Bullet New laws have had a dramatic impact on sentencing for serious or violent juvenile offenders
Figure 13 A trend away from traditional juvenile dispositions is emerging

Juvenile court dispositions were traditionally based on the offender's individual characteristics and situation. Dispositions were frequently indeterminate and generally had rehabilitation as a primary goal. As many States have shifted the purpose of juvenile court away from rehabilitation and toward punishment, accountability, and public safety, the emerging trend is toward dispositions based more on the offense than the offender. Offense-based dispositions tend to be determinate and proportional to the offense; retribution and deterrence replace rehabilitation as the primary goal.

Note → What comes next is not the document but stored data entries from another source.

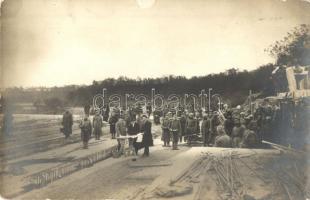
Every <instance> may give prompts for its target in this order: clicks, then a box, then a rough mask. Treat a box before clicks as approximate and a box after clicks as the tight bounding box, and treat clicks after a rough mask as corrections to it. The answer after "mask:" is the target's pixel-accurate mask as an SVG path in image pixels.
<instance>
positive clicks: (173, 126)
mask: <svg viewBox="0 0 310 200" xmlns="http://www.w3.org/2000/svg"><path fill="white" fill-rule="evenodd" d="M169 131H170V133H171V136H172V150H178V141H179V135H180V134H181V123H180V120H179V119H178V118H177V117H176V115H174V116H173V117H172V119H171V121H170V126H169Z"/></svg>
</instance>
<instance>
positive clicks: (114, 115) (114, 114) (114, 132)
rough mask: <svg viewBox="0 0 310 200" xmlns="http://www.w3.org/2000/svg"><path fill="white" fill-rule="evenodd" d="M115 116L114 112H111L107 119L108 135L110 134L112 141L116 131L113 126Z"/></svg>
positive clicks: (115, 122)
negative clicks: (108, 123) (109, 133)
mask: <svg viewBox="0 0 310 200" xmlns="http://www.w3.org/2000/svg"><path fill="white" fill-rule="evenodd" d="M117 120H118V119H117V115H116V113H115V112H112V115H111V117H110V119H109V124H110V133H111V138H112V139H115V133H116V130H115V124H116V122H117Z"/></svg>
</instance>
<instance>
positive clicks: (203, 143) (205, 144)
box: [201, 114, 211, 146]
mask: <svg viewBox="0 0 310 200" xmlns="http://www.w3.org/2000/svg"><path fill="white" fill-rule="evenodd" d="M201 134H202V141H203V146H207V145H209V144H210V143H211V119H210V117H208V115H207V114H205V115H204V116H203V121H202V124H201Z"/></svg>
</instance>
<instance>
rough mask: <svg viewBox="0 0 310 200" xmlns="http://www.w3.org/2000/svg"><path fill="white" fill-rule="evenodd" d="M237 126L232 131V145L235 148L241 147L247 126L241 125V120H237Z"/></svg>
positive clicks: (236, 122)
mask: <svg viewBox="0 0 310 200" xmlns="http://www.w3.org/2000/svg"><path fill="white" fill-rule="evenodd" d="M234 124H235V126H234V128H233V130H232V134H231V136H232V145H233V147H239V146H240V142H241V140H242V137H243V134H244V131H245V126H244V125H241V123H240V119H235V123H234Z"/></svg>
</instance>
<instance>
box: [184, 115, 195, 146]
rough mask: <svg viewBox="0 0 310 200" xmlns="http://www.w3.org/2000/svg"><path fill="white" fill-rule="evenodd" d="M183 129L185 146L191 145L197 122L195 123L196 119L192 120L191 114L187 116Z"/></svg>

Many State legislatures have changed disposition and sentencing options

From 1992 through 1997, statutes requiring mandatory minimum periods of incarceration for certain violent or serious offenders were added or modified in 16 States.

States have also raised the maximum age of the juvenile court's continuing jurisdiction over juvenile offenders. Such laws allow juvenile courts to order dispositions that extend beyond the upper age of original jurisdiction, most often to age 21. From 1992 through 1997, 17 States extended their age limit for delinquency dispositions.

Perhaps the most dramatic change will result from "blended sentences." Blended sentencing statutes, which allow courts to impose juvenile and/or adult correctional sanctions on certain young offenders, were in place in 20 States at the end of 1997.